そのまま馬と呼吸を合わせるように数呼吸。
やがて短く声を発し、馬の腹へと合図を送る。
直後、それまで彼らのいた位置には無数の雷撃が降り注いでいた。
「えっ――ええっ!」
事態が飲み込めず振り向こうとするジークに、後ろに座るシアルヴィが声をかける。
「後ろを向くな。速度が落ちる。」
ジークがあわてて正面を向く。
「魔法兵だ。我々を追ってきたらしい。――どこまでも、我々を敵だと認識しているつもりらしいな。」
「――!」
ジークには馬術の経験はない。
駆け抜ける馬の首とシアルヴィの間に挟まれ震えている理由は、この状況に対する恐怖か、それとも彼が目にしたであろうあの平原での事実によるものか。
そして、もしも遮らなければ、彼は何を言おうとしていた。
直後、真横で雷撃がはじけ、驚いた馬が跳ね上がり、そして大きくバランスを崩す。
「大丈夫だ、落ち着け!」
シアルヴィが言って手綱を引き、そのまま走らせることには成功するが、馬の息はすでに大きく上がっている。
体躯に恵まれたこの軍馬も、長い距離の移動と背に乗せた二人分の体重に、力の限界は近づいていた。
魔法兵が振り切れる気配はない。
その理由などここで考えたところで答えは出ない。
だがそれはこのまま走り続けたところで、来たるべき結果が良いものではないということを、彼らに教えていたのだった。
「――ジーク。」
優しく友の名前を呼び、シアルヴィが手にした手綱の一部をジークの手へと握りこませる。
「このまま、まっすぐに走れ。おそらく、日暮れ前にはミーズに着ける。」
「え……?」
ざわり、とジークの思考に予感が走る。
「大丈夫だ。君一人なら、アールヴの民も受け入れてくれる。……今まで、巻き込んですまなかった。」
――いやだ――!
言葉にならず、ジークは首を左右に振る。
――前にも――
「――行け。」
――前にもたしか――
「シアルヴィさん!」
ジークの叫びは間に合わず、わずかに足に感じた衝撃とともに、シアルヴィの体が馬から落ちる。

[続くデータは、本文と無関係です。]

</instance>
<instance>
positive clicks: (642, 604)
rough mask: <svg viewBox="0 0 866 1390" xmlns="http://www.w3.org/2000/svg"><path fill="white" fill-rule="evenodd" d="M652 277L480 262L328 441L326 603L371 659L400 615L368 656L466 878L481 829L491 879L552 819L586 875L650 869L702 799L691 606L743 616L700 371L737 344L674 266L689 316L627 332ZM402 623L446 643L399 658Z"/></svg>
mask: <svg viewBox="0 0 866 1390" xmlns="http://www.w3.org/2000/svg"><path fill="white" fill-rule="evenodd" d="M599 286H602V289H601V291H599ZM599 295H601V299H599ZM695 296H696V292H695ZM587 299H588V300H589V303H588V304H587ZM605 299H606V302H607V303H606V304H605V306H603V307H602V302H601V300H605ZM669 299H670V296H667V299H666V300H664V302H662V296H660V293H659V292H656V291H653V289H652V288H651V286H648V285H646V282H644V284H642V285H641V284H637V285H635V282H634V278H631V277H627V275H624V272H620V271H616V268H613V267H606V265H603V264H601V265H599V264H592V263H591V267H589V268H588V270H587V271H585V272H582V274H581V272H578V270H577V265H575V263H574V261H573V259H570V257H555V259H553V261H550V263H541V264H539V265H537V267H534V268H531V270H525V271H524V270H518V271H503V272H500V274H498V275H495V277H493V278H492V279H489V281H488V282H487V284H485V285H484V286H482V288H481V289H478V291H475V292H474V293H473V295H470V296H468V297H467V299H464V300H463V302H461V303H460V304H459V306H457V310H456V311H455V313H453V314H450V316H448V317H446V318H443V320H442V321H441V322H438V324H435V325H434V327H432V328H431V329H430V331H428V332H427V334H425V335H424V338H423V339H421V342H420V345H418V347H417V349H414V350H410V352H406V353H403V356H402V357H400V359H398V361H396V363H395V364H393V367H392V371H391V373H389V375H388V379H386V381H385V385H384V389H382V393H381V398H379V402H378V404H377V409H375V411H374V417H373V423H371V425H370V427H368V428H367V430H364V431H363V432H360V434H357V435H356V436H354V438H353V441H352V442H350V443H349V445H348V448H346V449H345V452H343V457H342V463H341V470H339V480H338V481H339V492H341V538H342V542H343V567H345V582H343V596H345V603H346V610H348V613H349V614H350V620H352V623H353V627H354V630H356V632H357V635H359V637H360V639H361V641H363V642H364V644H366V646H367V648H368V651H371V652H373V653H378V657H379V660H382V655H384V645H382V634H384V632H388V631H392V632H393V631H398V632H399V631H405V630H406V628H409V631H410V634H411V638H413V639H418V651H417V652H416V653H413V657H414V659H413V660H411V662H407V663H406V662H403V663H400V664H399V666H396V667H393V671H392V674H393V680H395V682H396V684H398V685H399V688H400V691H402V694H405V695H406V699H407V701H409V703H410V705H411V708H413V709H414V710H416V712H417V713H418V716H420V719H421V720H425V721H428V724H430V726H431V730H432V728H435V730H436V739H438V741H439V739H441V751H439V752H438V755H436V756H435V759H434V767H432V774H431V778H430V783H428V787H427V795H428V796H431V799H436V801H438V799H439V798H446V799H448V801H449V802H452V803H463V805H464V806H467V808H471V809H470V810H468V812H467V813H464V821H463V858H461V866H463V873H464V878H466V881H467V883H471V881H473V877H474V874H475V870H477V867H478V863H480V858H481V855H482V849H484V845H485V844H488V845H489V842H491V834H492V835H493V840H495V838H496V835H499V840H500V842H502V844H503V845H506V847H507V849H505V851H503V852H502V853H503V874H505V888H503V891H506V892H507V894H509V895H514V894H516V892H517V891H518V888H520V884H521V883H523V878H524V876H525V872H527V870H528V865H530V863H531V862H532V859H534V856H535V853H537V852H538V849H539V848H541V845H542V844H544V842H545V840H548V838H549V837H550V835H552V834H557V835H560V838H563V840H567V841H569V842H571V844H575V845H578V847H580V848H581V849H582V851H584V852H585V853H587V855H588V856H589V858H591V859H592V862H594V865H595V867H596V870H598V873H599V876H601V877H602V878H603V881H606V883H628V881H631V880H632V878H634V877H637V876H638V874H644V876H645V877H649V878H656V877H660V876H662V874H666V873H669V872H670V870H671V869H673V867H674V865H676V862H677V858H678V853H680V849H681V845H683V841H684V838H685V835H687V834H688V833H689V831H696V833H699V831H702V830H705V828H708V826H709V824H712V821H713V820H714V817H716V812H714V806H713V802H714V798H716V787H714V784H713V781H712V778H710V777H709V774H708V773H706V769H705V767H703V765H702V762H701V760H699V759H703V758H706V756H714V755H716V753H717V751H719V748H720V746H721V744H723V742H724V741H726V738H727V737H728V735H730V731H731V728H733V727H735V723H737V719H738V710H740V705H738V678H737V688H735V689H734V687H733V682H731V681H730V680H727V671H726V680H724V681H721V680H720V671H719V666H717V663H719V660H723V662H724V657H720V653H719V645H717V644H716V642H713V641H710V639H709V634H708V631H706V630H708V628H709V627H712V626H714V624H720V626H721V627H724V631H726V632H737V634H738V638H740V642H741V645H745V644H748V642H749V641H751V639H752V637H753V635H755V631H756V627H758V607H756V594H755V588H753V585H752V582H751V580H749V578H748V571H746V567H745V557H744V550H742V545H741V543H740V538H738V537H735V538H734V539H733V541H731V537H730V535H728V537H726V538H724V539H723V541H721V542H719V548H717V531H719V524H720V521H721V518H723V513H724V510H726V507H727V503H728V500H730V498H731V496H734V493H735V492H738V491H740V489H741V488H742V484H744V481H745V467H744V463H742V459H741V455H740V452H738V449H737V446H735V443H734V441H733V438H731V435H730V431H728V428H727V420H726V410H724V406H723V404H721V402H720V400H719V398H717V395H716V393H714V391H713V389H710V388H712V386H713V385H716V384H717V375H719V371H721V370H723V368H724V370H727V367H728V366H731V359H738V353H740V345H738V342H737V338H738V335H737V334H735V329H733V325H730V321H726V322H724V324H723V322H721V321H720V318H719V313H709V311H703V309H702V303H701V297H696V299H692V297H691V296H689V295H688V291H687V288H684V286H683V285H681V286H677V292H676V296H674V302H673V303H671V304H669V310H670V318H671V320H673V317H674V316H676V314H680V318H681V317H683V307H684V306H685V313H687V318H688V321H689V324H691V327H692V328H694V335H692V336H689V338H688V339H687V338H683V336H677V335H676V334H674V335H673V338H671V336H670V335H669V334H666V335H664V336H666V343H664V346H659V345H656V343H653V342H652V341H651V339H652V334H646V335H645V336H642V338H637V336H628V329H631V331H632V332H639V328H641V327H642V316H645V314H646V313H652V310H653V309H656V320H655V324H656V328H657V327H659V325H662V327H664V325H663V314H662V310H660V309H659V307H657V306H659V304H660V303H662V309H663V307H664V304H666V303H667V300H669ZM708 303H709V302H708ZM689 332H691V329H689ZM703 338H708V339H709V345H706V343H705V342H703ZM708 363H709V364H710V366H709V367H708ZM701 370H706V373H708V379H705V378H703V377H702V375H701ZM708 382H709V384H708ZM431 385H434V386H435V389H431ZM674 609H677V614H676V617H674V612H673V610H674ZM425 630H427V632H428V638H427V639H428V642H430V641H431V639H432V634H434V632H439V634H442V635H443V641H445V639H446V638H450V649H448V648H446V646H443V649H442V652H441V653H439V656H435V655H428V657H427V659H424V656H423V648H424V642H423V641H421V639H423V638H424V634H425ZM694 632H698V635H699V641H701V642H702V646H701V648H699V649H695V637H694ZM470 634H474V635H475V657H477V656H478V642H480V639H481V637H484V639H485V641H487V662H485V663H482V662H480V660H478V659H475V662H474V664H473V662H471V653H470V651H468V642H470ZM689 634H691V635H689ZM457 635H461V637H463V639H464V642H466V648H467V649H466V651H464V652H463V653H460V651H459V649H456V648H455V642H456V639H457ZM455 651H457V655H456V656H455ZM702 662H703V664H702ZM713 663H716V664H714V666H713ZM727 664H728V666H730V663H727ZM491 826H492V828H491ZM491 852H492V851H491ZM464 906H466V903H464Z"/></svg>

馬の駆ける速度が上がり、彼の姿が遠く、消えようとする。
「――戻れ!戻れえっ!」
慣れない手綱を懸命に引き、暴れながらもどうにか振り返らせた馬を再び友の元へと駆け出させる。
――もう、二度と――
落馬した姿勢のままのシアルヴィが見え、ジークは懸命に片手を伸ばす。
――もう二度と、失いたくない――!
だが直後、一条の閃光は彼の真上より降り注ぎ、シアルヴィの手を取ることもないまま暗転していく意識の中、彼は、自身が落下する感覚を感じ取っていた。
「――ジーク!」
シアルヴィが叫ぶ。
だが伸ばした手のわずかに先で、友の身体は魔弾に撃たれる。
ジークの手が一瞬、何かをつかもうとするかのように宙をかいた。
そのまま、馬の慣性のまま脇を駆け抜け、追うように振り向いたシアルヴィのはるか彼方で大地へ落ちる。
乗り手を失った馬がさらに先へと駆け抜けていく。
シアルヴィが即座に行動を起こす。
だがすぐに駆け寄った彼よりも先に友の周囲は、風魔法を伴って現れた魔法兵により囲まれていた。

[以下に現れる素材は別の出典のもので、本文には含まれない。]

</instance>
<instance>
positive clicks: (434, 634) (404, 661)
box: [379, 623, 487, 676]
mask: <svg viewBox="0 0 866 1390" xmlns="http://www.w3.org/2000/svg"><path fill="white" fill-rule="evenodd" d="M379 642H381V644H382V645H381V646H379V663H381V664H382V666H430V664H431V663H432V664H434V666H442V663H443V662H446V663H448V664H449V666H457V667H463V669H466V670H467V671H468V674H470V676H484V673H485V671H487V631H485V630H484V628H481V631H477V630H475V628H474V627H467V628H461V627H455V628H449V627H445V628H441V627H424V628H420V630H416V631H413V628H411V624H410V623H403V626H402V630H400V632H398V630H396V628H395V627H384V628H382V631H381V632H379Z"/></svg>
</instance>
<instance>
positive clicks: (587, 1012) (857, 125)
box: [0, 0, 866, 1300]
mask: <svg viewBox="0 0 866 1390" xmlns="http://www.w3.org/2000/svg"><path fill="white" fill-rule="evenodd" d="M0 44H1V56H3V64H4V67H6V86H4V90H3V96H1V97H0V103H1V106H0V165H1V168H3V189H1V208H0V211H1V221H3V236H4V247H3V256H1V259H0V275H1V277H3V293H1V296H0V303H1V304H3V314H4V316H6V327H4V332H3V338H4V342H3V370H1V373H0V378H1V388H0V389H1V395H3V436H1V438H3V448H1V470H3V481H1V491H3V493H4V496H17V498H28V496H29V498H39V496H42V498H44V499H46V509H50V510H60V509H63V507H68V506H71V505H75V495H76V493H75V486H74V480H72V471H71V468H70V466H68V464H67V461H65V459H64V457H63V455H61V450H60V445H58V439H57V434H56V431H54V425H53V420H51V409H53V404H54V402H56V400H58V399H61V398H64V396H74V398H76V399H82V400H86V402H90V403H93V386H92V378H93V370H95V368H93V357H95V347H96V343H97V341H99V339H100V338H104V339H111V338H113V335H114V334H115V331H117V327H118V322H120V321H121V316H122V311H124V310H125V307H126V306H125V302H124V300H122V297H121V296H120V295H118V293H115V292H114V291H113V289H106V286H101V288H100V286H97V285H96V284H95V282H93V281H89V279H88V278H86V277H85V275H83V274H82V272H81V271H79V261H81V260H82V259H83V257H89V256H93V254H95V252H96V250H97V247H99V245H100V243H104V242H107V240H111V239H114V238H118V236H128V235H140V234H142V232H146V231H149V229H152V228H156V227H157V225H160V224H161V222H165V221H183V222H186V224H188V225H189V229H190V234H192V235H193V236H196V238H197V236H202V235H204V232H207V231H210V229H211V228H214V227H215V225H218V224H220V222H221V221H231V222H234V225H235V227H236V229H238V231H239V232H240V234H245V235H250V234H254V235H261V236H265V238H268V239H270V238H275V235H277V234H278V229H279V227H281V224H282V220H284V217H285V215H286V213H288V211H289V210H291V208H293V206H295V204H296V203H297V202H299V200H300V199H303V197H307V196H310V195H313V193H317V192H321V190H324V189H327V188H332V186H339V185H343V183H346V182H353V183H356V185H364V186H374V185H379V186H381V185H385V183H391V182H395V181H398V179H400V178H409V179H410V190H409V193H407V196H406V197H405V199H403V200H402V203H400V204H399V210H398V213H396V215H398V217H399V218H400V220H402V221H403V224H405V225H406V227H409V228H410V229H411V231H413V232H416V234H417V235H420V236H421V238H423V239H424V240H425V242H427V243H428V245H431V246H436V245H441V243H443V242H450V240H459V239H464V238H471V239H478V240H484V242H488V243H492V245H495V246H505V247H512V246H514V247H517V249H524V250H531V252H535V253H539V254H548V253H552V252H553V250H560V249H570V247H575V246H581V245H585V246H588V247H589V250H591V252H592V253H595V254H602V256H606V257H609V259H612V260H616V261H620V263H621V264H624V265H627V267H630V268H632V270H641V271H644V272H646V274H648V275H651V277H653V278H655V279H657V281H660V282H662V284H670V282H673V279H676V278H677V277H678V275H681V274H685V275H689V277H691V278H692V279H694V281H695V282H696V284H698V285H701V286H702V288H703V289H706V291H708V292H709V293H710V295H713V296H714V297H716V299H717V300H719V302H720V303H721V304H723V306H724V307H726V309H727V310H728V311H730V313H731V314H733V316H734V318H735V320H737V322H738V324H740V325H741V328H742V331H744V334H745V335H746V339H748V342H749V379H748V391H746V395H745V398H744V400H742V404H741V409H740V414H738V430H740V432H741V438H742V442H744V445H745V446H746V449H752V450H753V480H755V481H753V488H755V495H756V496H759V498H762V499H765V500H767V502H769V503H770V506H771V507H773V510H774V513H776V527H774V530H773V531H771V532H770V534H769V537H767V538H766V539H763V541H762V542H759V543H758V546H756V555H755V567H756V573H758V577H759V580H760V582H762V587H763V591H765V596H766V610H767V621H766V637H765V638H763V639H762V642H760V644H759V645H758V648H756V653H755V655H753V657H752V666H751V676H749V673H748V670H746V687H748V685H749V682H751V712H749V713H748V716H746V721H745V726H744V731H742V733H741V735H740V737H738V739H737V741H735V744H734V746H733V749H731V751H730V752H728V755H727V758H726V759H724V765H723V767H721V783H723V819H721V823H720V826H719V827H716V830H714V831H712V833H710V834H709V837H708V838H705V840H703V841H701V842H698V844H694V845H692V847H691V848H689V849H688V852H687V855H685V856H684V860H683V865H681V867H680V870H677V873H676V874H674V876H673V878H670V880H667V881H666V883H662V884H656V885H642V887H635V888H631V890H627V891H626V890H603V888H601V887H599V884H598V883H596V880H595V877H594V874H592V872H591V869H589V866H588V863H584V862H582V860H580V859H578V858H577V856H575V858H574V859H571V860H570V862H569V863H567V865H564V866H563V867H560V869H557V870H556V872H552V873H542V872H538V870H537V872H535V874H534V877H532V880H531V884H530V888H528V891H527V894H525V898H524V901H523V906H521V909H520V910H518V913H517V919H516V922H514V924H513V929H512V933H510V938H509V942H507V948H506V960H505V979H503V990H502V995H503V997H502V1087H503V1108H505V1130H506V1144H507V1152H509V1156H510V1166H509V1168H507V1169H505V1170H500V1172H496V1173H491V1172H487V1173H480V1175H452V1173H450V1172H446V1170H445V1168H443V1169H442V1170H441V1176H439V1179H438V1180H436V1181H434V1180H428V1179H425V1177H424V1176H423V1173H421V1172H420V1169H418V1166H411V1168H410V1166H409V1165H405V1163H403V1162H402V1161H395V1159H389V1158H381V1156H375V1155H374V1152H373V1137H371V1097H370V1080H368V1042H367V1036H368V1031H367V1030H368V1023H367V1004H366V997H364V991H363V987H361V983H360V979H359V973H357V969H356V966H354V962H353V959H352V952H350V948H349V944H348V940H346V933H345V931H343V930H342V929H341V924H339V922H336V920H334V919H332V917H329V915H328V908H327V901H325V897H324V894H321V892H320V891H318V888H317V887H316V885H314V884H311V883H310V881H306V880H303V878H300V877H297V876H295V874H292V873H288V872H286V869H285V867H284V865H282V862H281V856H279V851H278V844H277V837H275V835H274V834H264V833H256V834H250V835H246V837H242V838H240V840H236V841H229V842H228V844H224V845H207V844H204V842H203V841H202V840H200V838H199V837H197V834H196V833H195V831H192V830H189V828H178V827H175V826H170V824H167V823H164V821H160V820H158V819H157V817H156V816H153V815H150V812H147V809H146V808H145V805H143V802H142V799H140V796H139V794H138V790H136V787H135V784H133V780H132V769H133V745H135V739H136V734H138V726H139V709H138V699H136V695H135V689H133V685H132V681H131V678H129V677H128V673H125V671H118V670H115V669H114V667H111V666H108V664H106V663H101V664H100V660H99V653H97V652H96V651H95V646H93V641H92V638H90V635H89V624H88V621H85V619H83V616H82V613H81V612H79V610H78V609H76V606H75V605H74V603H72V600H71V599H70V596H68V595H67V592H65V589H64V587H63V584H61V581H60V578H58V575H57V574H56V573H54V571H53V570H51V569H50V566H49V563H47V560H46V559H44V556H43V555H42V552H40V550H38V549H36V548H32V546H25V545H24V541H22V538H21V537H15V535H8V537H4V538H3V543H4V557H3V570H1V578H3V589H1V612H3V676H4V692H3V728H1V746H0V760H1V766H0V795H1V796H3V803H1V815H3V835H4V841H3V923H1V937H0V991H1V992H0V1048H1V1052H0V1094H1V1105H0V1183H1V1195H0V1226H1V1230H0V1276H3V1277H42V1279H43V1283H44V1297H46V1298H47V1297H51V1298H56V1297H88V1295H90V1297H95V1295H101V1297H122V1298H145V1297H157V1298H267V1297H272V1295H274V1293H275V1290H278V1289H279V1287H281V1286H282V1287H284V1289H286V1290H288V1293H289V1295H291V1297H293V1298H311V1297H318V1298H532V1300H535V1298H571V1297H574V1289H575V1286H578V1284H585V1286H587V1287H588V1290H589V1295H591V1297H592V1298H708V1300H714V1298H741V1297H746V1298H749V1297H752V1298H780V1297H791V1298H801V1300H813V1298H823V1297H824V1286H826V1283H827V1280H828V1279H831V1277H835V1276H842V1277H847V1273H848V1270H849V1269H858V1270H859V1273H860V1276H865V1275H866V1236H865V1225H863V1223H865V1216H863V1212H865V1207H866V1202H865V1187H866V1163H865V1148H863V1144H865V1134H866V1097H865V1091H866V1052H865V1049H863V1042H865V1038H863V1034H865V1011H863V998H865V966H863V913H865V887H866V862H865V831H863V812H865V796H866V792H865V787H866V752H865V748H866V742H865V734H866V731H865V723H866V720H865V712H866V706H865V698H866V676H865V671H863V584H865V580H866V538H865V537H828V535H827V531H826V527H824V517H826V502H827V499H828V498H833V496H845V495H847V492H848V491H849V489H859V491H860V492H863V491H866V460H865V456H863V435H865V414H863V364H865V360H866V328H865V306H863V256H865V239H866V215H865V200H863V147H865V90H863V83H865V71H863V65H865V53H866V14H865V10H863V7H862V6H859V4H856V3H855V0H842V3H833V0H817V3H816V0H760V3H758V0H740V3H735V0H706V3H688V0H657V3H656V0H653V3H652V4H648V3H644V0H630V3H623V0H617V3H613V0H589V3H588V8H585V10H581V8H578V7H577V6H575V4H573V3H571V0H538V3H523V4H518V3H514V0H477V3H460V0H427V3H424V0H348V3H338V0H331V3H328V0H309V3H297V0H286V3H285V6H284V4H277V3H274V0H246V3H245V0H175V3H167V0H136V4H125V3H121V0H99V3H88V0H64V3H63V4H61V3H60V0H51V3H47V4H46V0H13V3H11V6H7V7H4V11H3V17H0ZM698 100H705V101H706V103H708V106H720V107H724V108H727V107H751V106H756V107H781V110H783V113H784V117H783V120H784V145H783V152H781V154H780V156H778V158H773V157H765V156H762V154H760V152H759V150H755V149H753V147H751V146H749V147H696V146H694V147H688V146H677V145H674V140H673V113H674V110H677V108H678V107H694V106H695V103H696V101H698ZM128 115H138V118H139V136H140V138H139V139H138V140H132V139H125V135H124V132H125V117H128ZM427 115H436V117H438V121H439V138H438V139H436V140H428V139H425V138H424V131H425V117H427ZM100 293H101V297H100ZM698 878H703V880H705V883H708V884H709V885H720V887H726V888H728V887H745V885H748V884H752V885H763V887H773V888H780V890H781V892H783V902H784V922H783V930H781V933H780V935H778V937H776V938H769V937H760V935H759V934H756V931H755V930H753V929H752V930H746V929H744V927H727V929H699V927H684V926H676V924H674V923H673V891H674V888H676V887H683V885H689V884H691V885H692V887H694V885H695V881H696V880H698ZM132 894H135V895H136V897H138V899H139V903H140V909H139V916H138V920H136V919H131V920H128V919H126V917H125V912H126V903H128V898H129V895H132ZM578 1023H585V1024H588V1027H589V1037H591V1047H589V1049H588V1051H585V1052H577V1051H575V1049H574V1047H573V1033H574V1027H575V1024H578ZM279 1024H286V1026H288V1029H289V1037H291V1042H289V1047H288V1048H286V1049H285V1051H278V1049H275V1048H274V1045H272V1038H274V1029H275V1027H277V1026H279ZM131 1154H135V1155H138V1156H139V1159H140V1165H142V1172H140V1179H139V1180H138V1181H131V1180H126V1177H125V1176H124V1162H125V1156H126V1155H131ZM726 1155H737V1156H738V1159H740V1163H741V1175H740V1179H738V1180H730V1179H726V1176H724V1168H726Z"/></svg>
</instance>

足を止めたシアルヴィのその周囲に、さらに数人の魔法兵が風をまとって降下してくる。
魔法兵の一人が言葉をかける。
シアルヴィがゆっくりと目を閉じ、再び開いてから言葉を返す。
それに対し相手は肯定の言葉を伝え、それを受けて彼は静かに、腰の剣へと手をかけるのだった。
剣帯からその双剣を鞘ごと外す。
愛おしむようにそれを顔の前へとやり、瞳をゆっくりと閉じると柄の部分を額へと当て、やがて静かに大地へとそれを降ろすと、正面を見据えたまま、数歩、下がる。
――お別れだ、ジーク――
魔法の韻が重なって聞こえる。
自身に起こるであろう現実を理解し、それでも大地に横たわる瞳を閉じた友へと、彼は微笑んで見せたのだった。